Occasionally, some persons will try to make a child appear to have been abandoned in order to facilitate the child’s immigration to the United States. If a child has been designated a ward of the court merely as a contrivance, the child would not qualify as an orphan. If the decree declaring the child to be a ward of the court does not describe circumstances establishing that he or she is an orphan, other proof of abandonment must be submitted in support of the petition.
Prospective adoptive parents wishing to adopt a family member may encounter problems that are not found in other adoption cases. Most will find it difficult to prove that the child meets the definition of an orphan under U.S. immigration laws.
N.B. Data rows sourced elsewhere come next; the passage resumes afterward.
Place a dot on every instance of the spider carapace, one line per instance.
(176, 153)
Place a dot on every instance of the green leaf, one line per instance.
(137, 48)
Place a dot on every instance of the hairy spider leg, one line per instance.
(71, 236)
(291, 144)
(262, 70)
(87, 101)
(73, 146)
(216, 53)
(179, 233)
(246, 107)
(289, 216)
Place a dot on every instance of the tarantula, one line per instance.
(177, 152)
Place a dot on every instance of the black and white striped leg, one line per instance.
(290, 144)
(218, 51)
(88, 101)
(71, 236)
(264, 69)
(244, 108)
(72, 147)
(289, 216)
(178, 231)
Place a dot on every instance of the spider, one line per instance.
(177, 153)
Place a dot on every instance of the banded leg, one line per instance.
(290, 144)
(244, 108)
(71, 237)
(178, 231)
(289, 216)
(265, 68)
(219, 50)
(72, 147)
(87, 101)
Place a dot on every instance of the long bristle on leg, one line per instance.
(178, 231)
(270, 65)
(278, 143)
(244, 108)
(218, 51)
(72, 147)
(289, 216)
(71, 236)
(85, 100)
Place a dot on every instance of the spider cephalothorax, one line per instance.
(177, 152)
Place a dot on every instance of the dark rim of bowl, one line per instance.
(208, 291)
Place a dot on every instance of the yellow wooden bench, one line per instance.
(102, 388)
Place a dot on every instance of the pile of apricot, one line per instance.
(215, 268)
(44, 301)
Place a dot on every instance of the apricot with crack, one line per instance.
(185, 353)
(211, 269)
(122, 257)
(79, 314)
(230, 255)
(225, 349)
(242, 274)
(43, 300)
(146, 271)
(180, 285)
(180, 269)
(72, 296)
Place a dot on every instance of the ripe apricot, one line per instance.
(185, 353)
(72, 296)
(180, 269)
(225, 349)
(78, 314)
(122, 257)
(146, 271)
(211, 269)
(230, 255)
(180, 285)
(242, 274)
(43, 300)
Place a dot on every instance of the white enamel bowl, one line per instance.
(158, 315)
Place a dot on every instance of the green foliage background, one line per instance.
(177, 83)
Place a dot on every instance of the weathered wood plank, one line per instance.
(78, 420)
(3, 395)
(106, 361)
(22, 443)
As stated previously, a child is an orphan only if the sole or surviving parent is unable to care for the child properly according to the standards of the country where the parent and child reside and has, in writing, irrevocably released the child for emigration and adoption; or if the child has been abandoned or deserted by, separated or lost from, both parents, or if both parents have disappeared or died.
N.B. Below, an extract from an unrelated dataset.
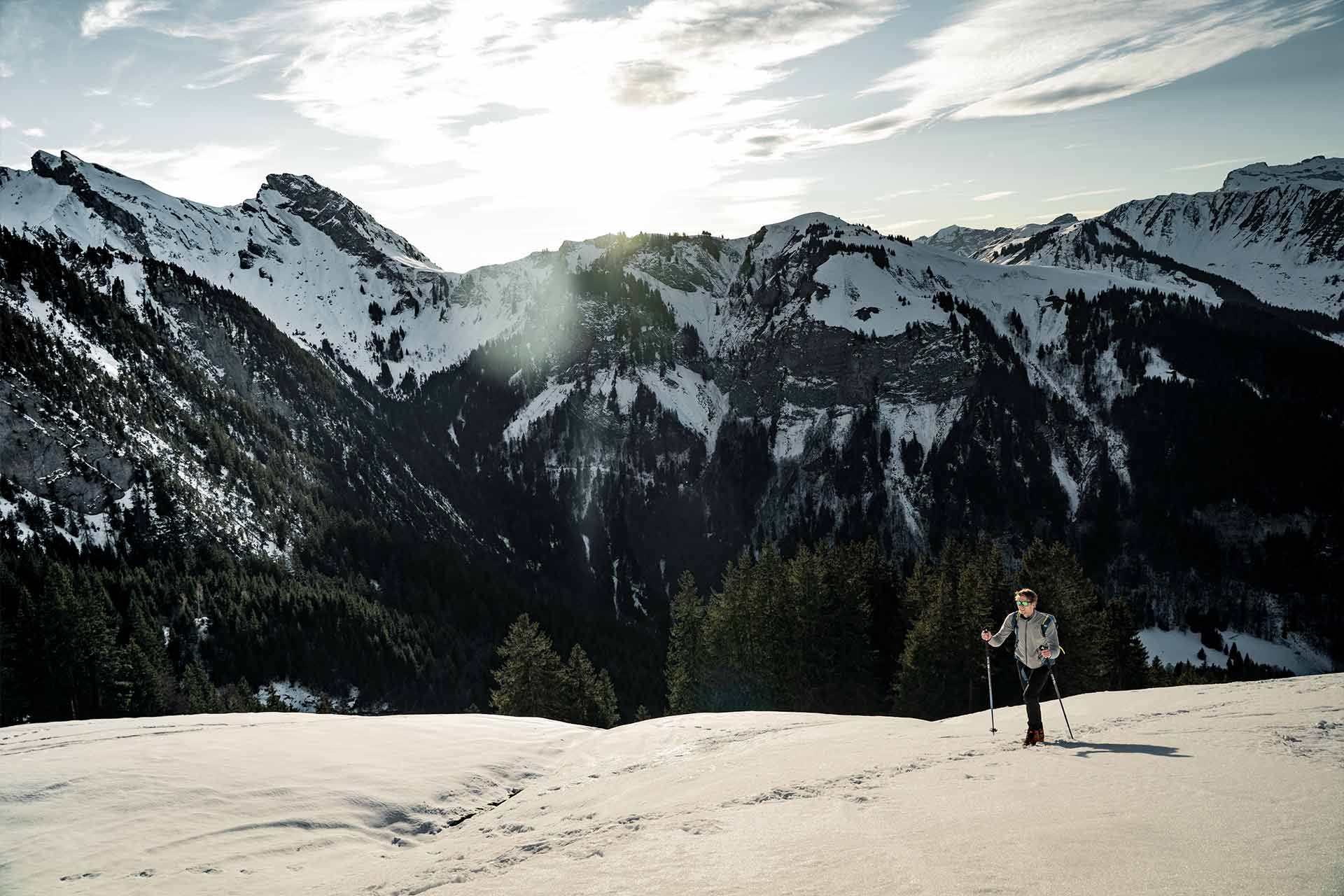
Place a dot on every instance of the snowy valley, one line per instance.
(286, 382)
(1172, 792)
Additional documentation is required to verify the claim of abandonment, desertion, separation from both parents, or that both parents have disappeared or died.
Once the child has been irrevocably released by the natural parents, the parents can never gain any immigration benefits through the child.
Some Problems Faced by Adoptive and Prospective Adoptive Parent(s) of Foreign-Born Children
The adoptive and prospective adoptive parent(s) of foreign-born children face complex requirements which appear in the law itself. The USCIS has kept the documentary, regulatory, and procedural requirements to a minimum, while conforming with the intent of the law. In addition to USCIS requirements, petitions for orphans must also comply with state and foreign adoption laws.
The laws of some countries do not permit adoption. The laws of other countries restrict persons eligible to adopt children. There are children legally adopted abroad who do not qualify as orphans according to U.S. immigration laws. The adoptive and prospective adoptive parent(s) should be aware that not all children adopted abroad are orphans, and what appears to be a foreign adoption may not comply with the laws of the foreign state; and some valid foreign adoptions are not sufficient to classify the adopted person as a “child” under U.S. immigration laws.
It is the responsibility of the petitioner to prove to the USCIS that a child is eligible for classification as an orphan for immigration purposes. The evidence must be in the form of documents. This evidence may vary, depending on the facts of the case. Therefore, it is sometimes necessary to submit documents in addition to those described in the application section.